Of Bitcoin and Salmon 🐟🐟🐟
El Salvador adopted Bitcoin as legal tender in September 2021. This transformational crypto landmark is a world’s first and has since propelled many exciting projects such as using volcanic energy to mine bitcoin and the selling of bitcoin-backed bonds through blockchain infrastructure.
McDonald’s and Starbucks in the country have started to accept Bitcoin from phones, while the government is rolling out a network of 200 Chivo ATMs to help introduce consumers to Bitcoin.
Accordingly, the government claims that the adoption of Bitcoin will increase the affordability of services, widen payment options and increase financial innovation. And if successful, this could prove to be a significant boost for the lower-income economy and lessen their poverty.
If you are not already familiar, currently, not all 21 million Bitcoin have been mined yet. But as we slowly increase the supply until no more new bitcoin is available, demand and adoption will determine the price of bitcoin.

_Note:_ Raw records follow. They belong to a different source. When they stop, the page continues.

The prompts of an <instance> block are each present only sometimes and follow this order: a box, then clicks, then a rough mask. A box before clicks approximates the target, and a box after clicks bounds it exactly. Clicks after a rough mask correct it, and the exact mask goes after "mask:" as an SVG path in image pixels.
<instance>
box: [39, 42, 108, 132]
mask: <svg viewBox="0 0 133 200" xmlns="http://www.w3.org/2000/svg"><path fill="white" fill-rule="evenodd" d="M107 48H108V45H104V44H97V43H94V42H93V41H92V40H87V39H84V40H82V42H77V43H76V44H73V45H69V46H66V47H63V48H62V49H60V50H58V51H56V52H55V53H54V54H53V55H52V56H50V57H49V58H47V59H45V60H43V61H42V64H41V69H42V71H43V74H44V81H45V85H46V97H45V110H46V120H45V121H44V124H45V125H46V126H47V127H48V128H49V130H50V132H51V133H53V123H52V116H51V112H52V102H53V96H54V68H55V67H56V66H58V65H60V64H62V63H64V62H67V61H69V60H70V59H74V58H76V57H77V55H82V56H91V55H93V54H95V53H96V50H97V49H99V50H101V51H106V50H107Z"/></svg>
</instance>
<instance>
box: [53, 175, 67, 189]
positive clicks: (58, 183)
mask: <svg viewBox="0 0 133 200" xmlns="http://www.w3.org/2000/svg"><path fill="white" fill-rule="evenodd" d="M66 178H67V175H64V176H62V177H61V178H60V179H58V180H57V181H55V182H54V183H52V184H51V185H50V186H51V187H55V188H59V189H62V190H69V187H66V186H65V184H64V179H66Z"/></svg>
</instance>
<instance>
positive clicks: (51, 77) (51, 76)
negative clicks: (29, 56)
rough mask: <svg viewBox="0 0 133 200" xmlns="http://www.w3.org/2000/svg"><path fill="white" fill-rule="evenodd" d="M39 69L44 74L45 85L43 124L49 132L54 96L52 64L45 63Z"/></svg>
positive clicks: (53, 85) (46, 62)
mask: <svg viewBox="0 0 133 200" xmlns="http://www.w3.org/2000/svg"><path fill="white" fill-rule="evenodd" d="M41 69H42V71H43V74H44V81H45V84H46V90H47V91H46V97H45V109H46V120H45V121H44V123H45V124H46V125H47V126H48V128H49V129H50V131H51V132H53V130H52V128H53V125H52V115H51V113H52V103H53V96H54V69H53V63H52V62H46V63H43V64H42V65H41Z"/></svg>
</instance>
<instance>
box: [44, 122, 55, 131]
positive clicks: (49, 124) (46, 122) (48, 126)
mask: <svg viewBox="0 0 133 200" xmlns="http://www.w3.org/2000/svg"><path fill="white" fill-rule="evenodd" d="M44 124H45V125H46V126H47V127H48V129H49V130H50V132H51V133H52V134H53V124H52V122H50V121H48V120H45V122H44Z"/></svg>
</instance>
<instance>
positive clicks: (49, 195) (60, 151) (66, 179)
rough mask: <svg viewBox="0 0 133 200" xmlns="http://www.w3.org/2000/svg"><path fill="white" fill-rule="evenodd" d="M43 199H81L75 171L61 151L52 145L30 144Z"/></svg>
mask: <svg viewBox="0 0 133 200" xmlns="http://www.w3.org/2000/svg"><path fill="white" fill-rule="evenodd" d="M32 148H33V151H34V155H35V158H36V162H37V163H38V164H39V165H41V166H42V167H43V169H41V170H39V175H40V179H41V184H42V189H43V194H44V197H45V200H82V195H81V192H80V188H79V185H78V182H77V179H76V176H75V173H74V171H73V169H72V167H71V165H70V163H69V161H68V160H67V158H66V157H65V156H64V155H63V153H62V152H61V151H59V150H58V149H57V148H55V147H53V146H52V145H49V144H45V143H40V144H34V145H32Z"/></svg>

Let’s look at a common commodity that has an almost infinite supply, the Salmon. This fish can be farmed or sourced, thus the supply is not fixed. However, Bitcoin has a perfect inelastic supply that is capped strictly to 21 million. As demand for Bitcoin increases, its value increases. The finiteness of the currency prevents inflation, thus helping lessen global poverty.
What’s more, Bitcoin operates outside of the current financial system. It has no central authority and thus, people cannot be discriminated against in using the currency. Bitcoin is also very safe and hard to steal and that will further limit corrupt governments from taking foreign aid for themselves especially in developing countries that lack financial stability.
The fact that bitcoin supply remains immutable will most likely have a positive effect on the rising of the purchasing power of Bitcoin and thereby alleviate global poverty.